Oswald's Tale: An American Mystery is a 1995 non-fiction book by Norman Mailer, ISBN 0-679-42535-7. It amounts to a detailed biography of Lee Harvey Oswald (1939–1963), the assassin of US President John F. Kennedy. The book includes an exhaustive examination of his movements in the years, and particularly in the months, leading up to Kennedy's assassination on November 22, 1963, and Oswald's own death two days later. Knitted into the story of Oswald's life are Mailer's suppositions on his state of mind and motivations. The Oswald that Mailer depicts is a single-minded and vain individual convinced of his own destiny and importance who suffers a series of defeats and frustrations, and who killed the President in a desperate search for achievement. When Oswald returns to Dallas in 1963 with his wife and daughter, he still has dreams, still sees himself as "an instrument of history," and is still frustrated and unhappy. His claim of responsibility for the April, 1963, assassination attempt on Gen. Edwin Walker, a John Birch Society supporter, whether or not it is true, shows him acting out his belief that he is an instrument of history in the months leading up to Nov. 22, 1963. Six months after the assassination attempt on Walker, Oswald takes advantage of the accident of history that has brought the JFK motorcade past the window of the Depository where he works, and he acts out his self-declared destiny.

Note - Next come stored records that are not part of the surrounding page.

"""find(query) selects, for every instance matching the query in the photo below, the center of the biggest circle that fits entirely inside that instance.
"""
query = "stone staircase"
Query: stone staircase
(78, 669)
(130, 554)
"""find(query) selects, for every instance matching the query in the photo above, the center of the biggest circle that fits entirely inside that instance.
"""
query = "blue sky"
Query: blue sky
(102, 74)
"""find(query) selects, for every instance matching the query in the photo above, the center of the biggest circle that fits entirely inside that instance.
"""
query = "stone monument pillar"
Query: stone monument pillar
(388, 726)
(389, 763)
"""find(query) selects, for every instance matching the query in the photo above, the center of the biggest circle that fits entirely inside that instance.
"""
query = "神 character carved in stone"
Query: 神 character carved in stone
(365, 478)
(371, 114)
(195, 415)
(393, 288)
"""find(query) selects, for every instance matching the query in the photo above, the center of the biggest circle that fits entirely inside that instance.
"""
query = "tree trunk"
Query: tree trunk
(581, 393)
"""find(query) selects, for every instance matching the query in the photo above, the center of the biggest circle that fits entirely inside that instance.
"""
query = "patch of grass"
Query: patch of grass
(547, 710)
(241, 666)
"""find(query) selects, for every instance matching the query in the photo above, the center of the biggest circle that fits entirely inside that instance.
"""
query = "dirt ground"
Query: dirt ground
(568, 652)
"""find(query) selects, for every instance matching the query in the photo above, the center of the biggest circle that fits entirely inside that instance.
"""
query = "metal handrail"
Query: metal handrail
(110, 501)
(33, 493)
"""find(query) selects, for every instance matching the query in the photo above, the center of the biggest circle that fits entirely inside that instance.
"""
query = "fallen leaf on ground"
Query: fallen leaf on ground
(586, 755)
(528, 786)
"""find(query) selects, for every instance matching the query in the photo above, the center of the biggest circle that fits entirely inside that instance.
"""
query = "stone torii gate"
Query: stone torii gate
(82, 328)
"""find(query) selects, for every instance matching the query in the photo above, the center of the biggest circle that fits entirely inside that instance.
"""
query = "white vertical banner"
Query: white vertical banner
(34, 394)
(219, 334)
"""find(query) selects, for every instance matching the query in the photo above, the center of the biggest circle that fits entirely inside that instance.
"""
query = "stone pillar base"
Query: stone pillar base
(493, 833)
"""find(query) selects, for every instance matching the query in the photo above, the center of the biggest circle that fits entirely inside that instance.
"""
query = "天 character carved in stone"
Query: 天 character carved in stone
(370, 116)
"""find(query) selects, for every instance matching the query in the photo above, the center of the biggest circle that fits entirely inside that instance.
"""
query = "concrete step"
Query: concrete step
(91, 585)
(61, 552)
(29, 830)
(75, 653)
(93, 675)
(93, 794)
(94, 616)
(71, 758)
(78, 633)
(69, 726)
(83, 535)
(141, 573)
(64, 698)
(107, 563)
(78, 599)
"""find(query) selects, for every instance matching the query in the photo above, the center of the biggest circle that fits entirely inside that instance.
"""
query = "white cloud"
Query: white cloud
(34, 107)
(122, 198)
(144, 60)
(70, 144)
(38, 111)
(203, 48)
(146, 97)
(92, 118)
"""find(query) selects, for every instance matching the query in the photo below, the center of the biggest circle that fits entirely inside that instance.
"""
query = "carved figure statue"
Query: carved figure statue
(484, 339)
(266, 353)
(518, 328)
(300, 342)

In the original review of the book in the New York Times by Thomas Powers, the work is described as "marvelous" Powers writes, "All of this is described wonderfully well. Mailer's account adds many new characters and incidents to the story told by Ms. McMillan, but it is also distinguished by a brilliant linguistic invention, a kind of Mailer-patent Russian-English that captures Russian rhythms not only of language but also of thinking and feeling about love, work and the ways of the world."
Michiko Kakutani of the New York Times described Oswald's Tale as a "long-winded and ultimately superfluous book". According to Kakutani: "Mr. Mailer declines to use his enormous gifts as a reporter and novelist to create an unvarnished portrait of his subject (the way he did with Gary Gilmore in his 1979 masterpiece, The Executioner's Song), but instead clumsily tries to force his material into an unyielding cookie-cutter shape. The result is a book that succeeds simultaneously in being boring and presumptuous, derivative and solipsistic." She also wrote: "Mr. Mailer willfully veers even further into the realm of imaginative fancy than Don DeLillo did in his powerful 1988 Oswald novel Libra."